On 28 February 2026, the images were shown on a loop across all the world’s news channels: plumes of smoke rising over Tehran, government buildings blown up in a matter of seconds, the Israeli army spokesperson announcing that they had “eliminated 40 senior officials, including Khamenei, in one minute”. Operation “Epic Fury”, conducted jointly by Washington and Tel Aviv, had just struck at the heart of Iranian power with a precision and ferocity unprecedented since the invasion of Iraq in 2003. The Supreme Leader of the Islamic Republic, Ali Khamenei, aged 86, had died in the rubble of his command complex in the heart of the capital.

Yet, from the very first hours following this devastating strike, something was happening that should have given the strategists in Washington and Tel Aviv pause for thought. Iran was striking back. Massively. Missiles and drones were simultaneously raining down on 27 US bases in the Gulf, on Israel, on Bahrain, Dubai and Doha. The Revolutionary Guards, whose headquarters had just been destroyed according to the Pentagon, continued to coordinate ballistic missile strikes on a regional scale. A transitional triumvirate was taking the reins of power in Tehran. And the question that the most clear-sighted American analysts were asking themselves in private was precisely the one that history has been posing for a century: if the objective is regime change, will bombs suffice?

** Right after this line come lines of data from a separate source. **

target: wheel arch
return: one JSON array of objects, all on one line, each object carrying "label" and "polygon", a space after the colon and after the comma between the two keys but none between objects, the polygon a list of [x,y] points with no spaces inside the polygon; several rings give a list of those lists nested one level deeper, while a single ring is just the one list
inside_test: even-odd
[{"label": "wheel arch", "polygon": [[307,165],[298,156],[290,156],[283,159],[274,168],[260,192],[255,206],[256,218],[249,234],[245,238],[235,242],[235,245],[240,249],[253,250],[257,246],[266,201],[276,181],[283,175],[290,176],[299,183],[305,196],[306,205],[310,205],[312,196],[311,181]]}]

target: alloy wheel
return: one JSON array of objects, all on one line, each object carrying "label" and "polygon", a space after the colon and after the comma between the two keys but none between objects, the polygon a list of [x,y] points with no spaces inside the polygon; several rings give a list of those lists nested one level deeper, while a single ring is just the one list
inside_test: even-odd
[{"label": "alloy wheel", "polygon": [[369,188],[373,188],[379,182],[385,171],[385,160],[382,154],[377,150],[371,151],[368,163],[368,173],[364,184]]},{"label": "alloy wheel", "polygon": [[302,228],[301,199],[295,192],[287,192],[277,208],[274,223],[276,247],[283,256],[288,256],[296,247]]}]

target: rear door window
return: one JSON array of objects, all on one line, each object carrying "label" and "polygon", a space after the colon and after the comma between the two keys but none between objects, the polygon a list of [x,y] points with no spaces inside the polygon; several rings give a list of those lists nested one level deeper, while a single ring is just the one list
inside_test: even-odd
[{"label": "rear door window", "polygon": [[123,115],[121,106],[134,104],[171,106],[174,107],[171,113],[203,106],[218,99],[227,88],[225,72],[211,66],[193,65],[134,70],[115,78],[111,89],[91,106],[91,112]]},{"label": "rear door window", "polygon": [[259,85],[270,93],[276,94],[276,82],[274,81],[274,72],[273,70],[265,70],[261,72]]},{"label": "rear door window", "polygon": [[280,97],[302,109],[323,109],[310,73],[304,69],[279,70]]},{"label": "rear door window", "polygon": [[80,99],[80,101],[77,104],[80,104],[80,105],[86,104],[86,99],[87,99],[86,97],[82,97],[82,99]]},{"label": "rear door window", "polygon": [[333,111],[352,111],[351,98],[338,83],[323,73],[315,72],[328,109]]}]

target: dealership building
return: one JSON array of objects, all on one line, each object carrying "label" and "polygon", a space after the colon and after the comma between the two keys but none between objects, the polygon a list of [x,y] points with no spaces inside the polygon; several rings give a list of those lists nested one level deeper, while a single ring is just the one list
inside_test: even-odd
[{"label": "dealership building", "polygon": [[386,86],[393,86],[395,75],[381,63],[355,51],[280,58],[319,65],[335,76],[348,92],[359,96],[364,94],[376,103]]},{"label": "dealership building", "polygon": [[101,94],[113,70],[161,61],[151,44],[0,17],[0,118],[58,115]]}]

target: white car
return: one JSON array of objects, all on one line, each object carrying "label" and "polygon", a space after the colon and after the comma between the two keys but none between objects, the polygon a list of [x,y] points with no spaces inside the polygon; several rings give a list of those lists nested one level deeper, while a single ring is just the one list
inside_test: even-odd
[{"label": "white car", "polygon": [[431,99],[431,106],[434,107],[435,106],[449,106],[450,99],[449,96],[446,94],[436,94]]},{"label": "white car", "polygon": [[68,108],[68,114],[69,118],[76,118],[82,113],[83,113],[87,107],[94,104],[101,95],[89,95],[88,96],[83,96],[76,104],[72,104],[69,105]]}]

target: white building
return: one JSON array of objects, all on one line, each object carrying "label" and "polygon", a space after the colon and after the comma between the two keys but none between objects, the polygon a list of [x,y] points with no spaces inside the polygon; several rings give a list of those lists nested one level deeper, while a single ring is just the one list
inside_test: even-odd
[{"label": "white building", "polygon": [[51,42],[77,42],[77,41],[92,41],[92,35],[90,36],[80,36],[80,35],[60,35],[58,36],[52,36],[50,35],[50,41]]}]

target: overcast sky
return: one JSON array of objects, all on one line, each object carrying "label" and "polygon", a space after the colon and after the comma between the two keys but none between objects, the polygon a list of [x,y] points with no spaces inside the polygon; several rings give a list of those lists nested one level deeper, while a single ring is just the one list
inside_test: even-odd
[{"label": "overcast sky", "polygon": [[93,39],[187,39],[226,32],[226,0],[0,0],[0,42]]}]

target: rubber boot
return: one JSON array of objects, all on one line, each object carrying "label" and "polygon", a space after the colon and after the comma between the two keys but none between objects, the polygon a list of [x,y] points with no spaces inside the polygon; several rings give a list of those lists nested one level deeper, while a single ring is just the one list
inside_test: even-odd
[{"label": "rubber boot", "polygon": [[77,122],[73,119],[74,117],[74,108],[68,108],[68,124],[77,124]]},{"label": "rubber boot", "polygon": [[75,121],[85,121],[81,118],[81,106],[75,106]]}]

The answer, backed by decades of strategic studies and the concrete record of all major air campaigns of the modern era, is no. Not because the strikes would be militarily ineffective, but because destruction is not governance, and because overthrowing a regime requires far more than eliminating its visible leaders. It is this uncomfortable truth, repeated from the Second World War through to the lessons of Iraq and Libya, that the Iranian moment of 2026 brings back to the fore.